Traditionally, pasties are crimped/plaited on the side although many commercially baked pasties baked outside the Duchy of Cornwall atre crimped on the top!
ETA I believe Cornish miners who emigrated to the USA took the tradition of pasties with them. I can't quite recall where but Michigan or Maine or Pennsylvania seem to come to mind
Michigan, Upper Penninsula
The history of pasties in the UP:
And a bunch of recipes, including a large qty recipe used by Michigan Tech Dining Services:
Pasties, smoked fish and thimbleberry and bilberry jams are cottage food industries up there.

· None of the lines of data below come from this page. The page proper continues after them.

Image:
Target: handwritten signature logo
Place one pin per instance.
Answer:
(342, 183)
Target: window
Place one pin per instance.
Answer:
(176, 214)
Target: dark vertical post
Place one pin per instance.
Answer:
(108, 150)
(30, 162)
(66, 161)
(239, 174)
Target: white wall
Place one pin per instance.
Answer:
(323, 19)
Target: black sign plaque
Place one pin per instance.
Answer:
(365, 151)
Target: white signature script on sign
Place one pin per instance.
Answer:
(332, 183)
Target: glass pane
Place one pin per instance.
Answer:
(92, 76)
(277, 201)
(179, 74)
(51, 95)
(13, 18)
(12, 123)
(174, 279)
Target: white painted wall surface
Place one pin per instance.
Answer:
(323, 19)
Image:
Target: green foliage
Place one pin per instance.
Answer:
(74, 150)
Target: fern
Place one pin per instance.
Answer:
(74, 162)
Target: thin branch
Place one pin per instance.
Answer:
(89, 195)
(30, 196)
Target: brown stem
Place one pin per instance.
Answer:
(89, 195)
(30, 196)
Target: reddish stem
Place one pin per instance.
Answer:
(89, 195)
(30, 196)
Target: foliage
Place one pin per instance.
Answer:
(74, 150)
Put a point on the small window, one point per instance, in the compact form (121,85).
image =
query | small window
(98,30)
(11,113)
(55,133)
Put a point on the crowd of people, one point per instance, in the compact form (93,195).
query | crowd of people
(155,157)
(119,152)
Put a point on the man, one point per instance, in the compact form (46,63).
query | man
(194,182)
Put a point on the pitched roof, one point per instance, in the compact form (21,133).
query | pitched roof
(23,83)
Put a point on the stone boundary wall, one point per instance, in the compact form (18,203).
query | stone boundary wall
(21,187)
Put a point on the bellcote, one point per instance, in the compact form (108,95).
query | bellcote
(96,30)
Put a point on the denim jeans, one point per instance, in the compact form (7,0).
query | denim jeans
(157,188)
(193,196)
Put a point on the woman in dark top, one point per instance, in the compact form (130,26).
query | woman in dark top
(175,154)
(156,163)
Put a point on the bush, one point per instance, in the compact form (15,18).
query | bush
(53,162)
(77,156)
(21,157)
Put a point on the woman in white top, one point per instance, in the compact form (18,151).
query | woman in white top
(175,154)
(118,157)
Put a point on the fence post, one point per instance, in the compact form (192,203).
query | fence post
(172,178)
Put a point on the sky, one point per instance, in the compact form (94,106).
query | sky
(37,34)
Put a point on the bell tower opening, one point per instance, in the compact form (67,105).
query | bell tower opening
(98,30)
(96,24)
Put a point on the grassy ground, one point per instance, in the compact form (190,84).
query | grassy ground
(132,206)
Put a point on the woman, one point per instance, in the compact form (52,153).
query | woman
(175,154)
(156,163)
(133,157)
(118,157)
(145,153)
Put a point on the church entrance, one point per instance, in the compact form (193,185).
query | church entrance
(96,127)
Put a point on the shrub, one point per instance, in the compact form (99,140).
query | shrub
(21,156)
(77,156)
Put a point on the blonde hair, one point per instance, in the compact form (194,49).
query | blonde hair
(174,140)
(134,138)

I live in Michigan's UP and know all about the Pasty.
The Finnish people brought the pasty here.
It was a quick easy healthy item the miners could take to work each day.
If you were to set up a pasty making facility you'd need:
Large mixer to make the dough.
Assorted knives for cutting, chopping, and slicing
Stovetop for cooking the ingredients and making gravy
The dough, you would have to research. If you are planning on re-thinking that pasty you may want to consider other flours and such, but the main recipe is quite simple and bland. Some Fin's use rutabaga, while others use potatoes, some may use ground beef where others might hand mince beef to add to the filling.
Lard, by far is the best ingredient for the dough. The crust is quite flaky and rich.
Best of luck.
In Ontanogan they credit the Cornish immigrants with the pasty. I've never heard the Finnish adoption part of the story. Very interesting.
I agree - lard is the way to go for this one.
I'm thinking neither for mass quantity. The others are right about lard, and I'm sure for authenticity they elders would have used lard.
All deck ovens are different. Some have plates and some have stones. I think you will have better heat control and consistency with a convection. Recover time should be shorter. With the decks you might be double panning to reduce bottom heat, rotating and things like that. JMHO
PS I'm talking used ovens.
Well I was thing just about the Pasties. If you're thinking pizza down the road then maybe the deck is better for you. Although the stones can have hot spots also. I prefer gas.$$$
I have both.
I wouldn't be so quick to judge convection/gas. If they are taken care of and cleaned properly and the cooks aren't slamming the doors and things are spaced properly you won't run hot and have
crazy hot spots. I run cookies, puff, etc. with no problem. I also have variable fan speed.